Papa Francisco, durante visita de três dias ao Oriente Médio
Francisco seguiu em sua viagem de três dias pelo Oriente Médio. Na segunda-feira (26), em Israel, visitou o memorial Yad Vashem, em homenagem aos 6 milhões de judeus mortos no Holocausto. “Nunca mais, Senhor, nunca mais”, disse. Passou o dia acompanhado do rabino Abraham Skorka e do imã Omar Abboud, seus amigos. No Domo da Rocha, santuário sagrado do islamismo, afirmou: “Faço um apelo a todos os povos e comunidades que se miram em Abraão: respeitemos e amemos uns aos outros como irmãos e irmãs.
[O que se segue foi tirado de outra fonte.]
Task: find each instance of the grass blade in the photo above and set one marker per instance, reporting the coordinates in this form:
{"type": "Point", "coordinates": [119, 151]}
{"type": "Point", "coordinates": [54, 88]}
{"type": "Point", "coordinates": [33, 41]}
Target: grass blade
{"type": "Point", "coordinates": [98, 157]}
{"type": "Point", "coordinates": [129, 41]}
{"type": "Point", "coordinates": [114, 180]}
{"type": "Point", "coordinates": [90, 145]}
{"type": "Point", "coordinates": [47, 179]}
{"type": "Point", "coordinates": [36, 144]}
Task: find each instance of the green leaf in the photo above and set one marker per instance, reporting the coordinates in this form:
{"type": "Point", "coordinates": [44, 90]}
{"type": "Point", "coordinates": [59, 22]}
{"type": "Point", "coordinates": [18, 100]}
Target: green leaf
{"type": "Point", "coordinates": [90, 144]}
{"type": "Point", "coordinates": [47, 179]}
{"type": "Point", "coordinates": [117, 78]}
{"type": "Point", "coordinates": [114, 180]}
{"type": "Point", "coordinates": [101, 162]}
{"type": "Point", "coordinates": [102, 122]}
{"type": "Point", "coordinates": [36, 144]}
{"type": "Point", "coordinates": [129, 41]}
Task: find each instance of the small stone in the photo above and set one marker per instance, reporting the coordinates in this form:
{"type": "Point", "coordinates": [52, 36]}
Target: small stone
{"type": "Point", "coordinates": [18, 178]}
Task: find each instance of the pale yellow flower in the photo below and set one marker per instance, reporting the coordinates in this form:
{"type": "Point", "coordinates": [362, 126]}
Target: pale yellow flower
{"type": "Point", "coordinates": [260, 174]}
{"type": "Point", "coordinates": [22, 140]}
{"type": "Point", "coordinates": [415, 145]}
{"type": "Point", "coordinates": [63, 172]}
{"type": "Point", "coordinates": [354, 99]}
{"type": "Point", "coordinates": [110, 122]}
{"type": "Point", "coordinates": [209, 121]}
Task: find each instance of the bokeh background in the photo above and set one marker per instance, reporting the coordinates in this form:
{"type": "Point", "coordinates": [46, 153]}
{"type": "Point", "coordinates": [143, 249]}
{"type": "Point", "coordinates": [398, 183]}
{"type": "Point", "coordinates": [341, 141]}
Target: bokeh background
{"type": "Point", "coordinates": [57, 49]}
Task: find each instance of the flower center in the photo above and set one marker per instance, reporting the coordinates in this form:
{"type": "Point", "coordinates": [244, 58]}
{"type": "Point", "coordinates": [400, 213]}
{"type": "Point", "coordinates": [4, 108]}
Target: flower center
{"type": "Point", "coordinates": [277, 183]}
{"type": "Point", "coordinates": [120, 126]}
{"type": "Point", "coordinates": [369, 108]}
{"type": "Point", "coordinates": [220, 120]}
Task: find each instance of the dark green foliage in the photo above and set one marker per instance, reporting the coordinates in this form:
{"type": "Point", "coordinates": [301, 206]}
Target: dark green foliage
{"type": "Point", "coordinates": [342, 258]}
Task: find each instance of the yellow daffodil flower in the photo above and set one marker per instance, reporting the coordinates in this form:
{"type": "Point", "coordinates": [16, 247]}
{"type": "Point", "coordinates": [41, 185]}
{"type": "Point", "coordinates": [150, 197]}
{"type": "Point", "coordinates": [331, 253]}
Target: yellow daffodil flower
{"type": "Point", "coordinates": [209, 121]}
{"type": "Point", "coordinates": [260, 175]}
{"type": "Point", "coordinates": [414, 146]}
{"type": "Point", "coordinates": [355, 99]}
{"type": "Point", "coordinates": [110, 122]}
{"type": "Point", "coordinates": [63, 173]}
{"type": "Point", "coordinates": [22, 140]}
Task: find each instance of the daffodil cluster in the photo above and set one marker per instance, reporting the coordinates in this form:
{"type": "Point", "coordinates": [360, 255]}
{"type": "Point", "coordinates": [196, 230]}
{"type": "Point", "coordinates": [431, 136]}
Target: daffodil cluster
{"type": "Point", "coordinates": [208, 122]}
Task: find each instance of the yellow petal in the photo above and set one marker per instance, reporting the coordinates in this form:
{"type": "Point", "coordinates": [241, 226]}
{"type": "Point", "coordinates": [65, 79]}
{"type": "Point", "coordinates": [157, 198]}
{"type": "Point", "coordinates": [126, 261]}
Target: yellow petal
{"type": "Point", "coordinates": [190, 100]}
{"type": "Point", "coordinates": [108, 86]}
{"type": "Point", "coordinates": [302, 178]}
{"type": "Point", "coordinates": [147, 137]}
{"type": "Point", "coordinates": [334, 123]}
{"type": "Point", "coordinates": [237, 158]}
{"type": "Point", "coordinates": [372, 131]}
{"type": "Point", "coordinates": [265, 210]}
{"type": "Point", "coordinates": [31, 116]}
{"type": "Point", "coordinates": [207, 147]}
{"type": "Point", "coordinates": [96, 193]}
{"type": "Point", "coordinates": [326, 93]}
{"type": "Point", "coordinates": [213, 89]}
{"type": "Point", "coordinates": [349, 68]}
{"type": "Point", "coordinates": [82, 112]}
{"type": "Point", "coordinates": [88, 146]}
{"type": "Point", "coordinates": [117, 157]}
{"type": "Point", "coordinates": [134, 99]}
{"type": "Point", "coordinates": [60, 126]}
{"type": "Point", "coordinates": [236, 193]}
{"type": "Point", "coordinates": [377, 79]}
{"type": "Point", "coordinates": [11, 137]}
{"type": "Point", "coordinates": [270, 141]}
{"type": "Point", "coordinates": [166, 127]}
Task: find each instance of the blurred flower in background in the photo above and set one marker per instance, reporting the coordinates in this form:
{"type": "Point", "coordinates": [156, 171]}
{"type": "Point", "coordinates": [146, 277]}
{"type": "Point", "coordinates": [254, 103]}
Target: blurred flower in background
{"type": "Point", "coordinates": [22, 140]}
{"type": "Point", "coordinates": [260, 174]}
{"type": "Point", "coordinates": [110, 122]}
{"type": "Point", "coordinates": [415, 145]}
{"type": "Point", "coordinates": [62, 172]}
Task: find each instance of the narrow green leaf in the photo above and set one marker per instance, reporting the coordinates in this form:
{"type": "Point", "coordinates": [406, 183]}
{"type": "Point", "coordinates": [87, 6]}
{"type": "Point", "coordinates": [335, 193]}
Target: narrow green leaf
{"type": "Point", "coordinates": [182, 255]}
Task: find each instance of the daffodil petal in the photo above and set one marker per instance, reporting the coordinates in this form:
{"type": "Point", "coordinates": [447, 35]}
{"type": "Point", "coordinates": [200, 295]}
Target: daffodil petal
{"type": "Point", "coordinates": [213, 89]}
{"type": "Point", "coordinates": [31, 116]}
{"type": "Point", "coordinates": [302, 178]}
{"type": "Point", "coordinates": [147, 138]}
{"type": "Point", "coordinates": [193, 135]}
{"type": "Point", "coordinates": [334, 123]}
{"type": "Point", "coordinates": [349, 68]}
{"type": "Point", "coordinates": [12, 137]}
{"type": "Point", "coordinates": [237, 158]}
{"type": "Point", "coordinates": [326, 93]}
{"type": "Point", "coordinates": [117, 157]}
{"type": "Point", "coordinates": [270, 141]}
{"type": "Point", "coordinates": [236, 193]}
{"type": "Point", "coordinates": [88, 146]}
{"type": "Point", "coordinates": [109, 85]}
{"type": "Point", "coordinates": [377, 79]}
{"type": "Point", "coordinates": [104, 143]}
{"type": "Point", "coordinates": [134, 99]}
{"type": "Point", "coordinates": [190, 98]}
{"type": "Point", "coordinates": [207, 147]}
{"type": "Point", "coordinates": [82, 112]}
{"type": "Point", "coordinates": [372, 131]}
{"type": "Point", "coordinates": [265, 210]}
Que ninguém abuse do nome de Deus por meio da violência”. No Muro das Lamentações, repetiu o gesto de João Paulo II e Bento XVI. Rezou por mais de um minuto e depositou entre suas pedras um papel com uma mensagem pela paz. As tensões do conflito entre Israel e palestinos voltaram ao roteiro papal. O premiê israelense, Benjamin Netanyahu, pediu que o papa visitasse o memorial às vítimas de terrorismo palestino no cemitério militar do Monte Herzl. Francisco ouviu de Netanyahu a descrição de um atentado que matou uma menina de 10 anos. Após um momento de silêncio, disse: “Neste lugar de profunda dor, quero dizer que o terrorismo é ruim, o caminho do terrorismo é fundamentalmente criminoso”.
Como já era esperado, todos ficaram impressionados com a visita – judeus, muçulmanos e os cristãos que viram o papa nos locais sagrados para o cristianismo. O que Francisco deixou a mais foi um compromisso, seu e dos anfitriões. Ele mostrou se importar com as questões mais delicadas do estado de guerra em que os dois povos da Terra Santa ainda se encontram e convidou seus representantes a compartilhar sua visão de mundo. Convidou a Terra Santa a viver em paz.